No auge dos seus vinte e quatro anos, Park Jimin sabia que concentrava em si todos os motivos para que todo o mundo naquela cidade retrógrada e fofoqueira o olhasse de esguelha: ele não ia na igreja, tinha tatuagens espalhadas por todo o corpo e alguns piercings na orelha, o seu cabelo mudava de cor toda a semana, e como se isso ainda não fosse o suficiente para se destacar, ele se descobriu incapaz de manter um emprego por mais de um mês, restando-lhe a necessidade de ser sustentado pelo papai preocupado que ainda se dignava a tentar dar um jeito nas merdas que o filho fazia.

Jimin não escondia de ninguém que tinha uma língua afiada, tanto que passava a maior parte do seu tempo reclamando de tudo e todos e fazia um esforço considerável para mostrar que não era obrigado a atender às expectativas de ninguém; alguns associavam aquela sua mania de ser sincero demais a alguém rude, mas aquele era só o seu jeitinho de ser.

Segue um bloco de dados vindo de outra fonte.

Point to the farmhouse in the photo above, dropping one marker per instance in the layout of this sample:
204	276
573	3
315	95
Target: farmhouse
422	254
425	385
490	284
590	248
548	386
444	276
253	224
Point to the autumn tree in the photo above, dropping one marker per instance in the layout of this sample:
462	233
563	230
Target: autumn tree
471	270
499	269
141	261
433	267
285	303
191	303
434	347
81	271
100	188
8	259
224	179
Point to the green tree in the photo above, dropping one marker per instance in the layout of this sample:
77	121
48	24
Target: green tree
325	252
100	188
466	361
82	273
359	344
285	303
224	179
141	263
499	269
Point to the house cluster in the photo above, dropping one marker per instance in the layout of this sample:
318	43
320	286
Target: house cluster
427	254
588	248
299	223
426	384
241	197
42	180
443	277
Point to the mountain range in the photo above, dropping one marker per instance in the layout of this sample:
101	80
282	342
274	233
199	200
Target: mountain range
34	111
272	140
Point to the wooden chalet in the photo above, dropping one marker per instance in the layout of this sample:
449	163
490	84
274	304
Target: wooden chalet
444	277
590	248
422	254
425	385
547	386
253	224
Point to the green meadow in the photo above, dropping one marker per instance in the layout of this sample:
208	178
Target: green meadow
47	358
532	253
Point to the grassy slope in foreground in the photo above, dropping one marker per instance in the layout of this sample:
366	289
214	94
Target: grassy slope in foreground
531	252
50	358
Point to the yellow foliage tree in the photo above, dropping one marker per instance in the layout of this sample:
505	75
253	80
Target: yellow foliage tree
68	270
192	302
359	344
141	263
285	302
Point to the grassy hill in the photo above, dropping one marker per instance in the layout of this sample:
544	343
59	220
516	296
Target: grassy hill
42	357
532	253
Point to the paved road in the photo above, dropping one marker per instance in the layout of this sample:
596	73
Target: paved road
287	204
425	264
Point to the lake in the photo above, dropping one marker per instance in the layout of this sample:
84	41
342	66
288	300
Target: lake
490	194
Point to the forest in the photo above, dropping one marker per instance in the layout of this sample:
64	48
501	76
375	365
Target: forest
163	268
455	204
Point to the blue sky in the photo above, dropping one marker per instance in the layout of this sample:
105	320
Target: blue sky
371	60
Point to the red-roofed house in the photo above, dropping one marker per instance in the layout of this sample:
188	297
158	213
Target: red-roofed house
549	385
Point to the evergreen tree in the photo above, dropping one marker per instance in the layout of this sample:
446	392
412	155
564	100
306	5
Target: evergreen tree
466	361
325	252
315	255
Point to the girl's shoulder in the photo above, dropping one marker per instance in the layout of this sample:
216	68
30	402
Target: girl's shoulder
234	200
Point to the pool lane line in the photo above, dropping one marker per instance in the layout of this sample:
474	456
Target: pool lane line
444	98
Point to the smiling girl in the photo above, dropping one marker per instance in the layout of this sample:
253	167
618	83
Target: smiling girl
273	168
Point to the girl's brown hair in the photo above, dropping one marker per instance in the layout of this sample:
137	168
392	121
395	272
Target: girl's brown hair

Era assim mesmo, Park Jimin nunca teve medo de dizer o que pensa e sempre arranjou muita briga por conta disso.

Quem o visse passando na rua com um corte na sobrancelha ou a marca de um soco na bochecha gordinha, nunca imaginaria que no fundo, — bem lá no fundo — ele não passava de um garotinho sensível cheio de amor para dar. Ele só tinha o péssimo costume de se atirar de cabeça aos prazeres momentâneos que iam surgindo, rapidamente desaparecidos como fumaça, e seguidos por tédio, indiferença, deboche, que eram então combatidos por mais prazeres momentâneos… era um ciclo interminável que ele não fazia menção de mexer um dedo sequer para quebrar. 

Na realidade, Jimin não era má pessoa, nunca foi; ele só tinha o seu próprio jeito de ver as coisas. A verdadeira culpa era das pessoas que tendiam a odiar tudo o que estava fora da bolha de normalidade tediosa em que viviam e se achavam no direito de cuspir na cara de quem ousasse respirar um pouco alto demais. Não tinha o que fazer. 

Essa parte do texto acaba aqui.